Suboxone retained 9 of 103

bupe retention

A new study on office-based treatment of adolescents with  Suboxone was just published by the Journal of the American Society of Addiction Medicine.

The good news, drug screens were done at clinic visits and 85% of drug screens were negative for heroin and marijuana. (It’s not clear why they limited testing to these drugs.)

The bad news, most folks stopped coming to the clinic:

Program retention was the major barrier to treatment success (Fig. 1). After 1 visit, 75% returned for a second visit. At 60 days, 45% of patients were still retained, and by 1 year 9% were retained and still active in the program.

This means that, of the 103 young people in the study, 67 of them dropped out within 2 months and 94 dropped out within a year.

This would appear to undermine arguments for buprenorphine as a strategy for preventing overdose deaths.

These retention problems don’t stop the authors from putting a positive spin on it:

We submit these retention rates as preliminary benchmarks against which other approaches might be compared. Considering the chronic relapsing nature of addiction, long-term opioid substitution therapy with BUP/NAL should gain wider acceptance. Outpatient BUP/NAL should be seen as an important component of adolescent and young adult opioid addiction treatment.

Unfortunately, now that this is published, this spin will be used to frame this treatment as evidence-based.

5 thoughts on “Suboxone retained 9 of 103

  1. This is a very poor retention rate. I’ve not read the paper but I suspect the age of the patients involved must be part of the issue. I appreciate your point though that even with these terrible results, a positive spin is inevitable.

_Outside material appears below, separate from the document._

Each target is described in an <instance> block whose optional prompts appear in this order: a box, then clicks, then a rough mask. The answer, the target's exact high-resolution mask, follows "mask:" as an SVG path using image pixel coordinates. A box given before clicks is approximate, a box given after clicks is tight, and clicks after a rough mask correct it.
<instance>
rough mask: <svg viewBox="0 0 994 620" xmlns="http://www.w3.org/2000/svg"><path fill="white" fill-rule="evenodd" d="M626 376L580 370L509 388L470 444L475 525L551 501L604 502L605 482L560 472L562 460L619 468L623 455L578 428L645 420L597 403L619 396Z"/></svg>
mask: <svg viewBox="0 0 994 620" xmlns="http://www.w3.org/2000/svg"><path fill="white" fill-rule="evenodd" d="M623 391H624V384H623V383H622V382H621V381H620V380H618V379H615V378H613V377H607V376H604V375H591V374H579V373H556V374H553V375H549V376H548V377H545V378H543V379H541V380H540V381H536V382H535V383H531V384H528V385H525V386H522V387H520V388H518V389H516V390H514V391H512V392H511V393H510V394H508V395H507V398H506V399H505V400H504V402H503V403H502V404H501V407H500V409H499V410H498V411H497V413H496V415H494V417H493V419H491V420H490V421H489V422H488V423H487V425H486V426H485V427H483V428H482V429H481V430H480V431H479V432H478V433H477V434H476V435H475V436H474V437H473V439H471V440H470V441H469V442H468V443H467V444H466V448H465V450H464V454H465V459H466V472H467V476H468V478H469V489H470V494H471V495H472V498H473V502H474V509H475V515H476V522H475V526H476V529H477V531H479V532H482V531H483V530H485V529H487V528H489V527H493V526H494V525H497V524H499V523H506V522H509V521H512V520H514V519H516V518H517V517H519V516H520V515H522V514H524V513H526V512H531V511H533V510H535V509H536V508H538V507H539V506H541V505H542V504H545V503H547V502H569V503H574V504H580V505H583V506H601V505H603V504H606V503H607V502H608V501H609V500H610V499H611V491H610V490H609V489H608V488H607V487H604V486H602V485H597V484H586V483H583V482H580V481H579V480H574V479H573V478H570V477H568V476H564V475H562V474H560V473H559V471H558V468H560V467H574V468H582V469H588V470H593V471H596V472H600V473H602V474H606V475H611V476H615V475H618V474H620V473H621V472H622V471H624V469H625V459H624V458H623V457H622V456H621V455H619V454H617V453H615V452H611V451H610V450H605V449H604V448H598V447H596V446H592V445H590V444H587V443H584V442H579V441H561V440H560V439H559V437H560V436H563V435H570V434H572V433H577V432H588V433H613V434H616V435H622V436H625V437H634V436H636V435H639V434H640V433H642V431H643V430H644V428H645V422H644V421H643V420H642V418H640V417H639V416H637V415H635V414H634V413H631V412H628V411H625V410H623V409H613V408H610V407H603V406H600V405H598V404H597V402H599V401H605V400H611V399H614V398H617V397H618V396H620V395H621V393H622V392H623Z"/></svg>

  2. We’ve had similar issues in Scotland in terms of ‘evidence based’ replacement therapy, mainly methadone. Until recently methadone was found in a majority of drug related deaths (more than heroin) with 60% of those dying of a drug death having methadone in their system despite never having been prescribed it – diversion of prescription methadone is a problem. Things are improving due to increased supervision (of methadone dosing – previously ampoules etc could be taken home), but aside from this methadone has other issues, such as being just as addictive as heroin, with its own stigma from the public and practitioners – methadone is usually taken at the chemist counter, without much privacy being provided. I think in many cases heroin addicts in Scotland are being weaned off of heroin only to be left with a state sponsored methadone habit. The big winners are big pharma.

    http://www.sdf.org.uk/news-and-media/general-news/general-news-archive-2013/most-drug-deaths-in-scotland-are-users-not-in-treatment-says-new-report/

  3. Again, I think that there is no one way fixes all recovery model. I know many long-term residential programs that use very deceiving designs to demonstrate effectiveness of their programs. Many programs only follow-up for a short time after folks complete the program and don’t count those who do not complete their program in the final numbers, which is misleading and skews the numbers. With that said, I know many folks who have been successful with medical detox tools as part of an overall plan for recovery. I also know many people who would never take the plunge and also have died because they were opiate users not willing to go through the tough love approach to recovery.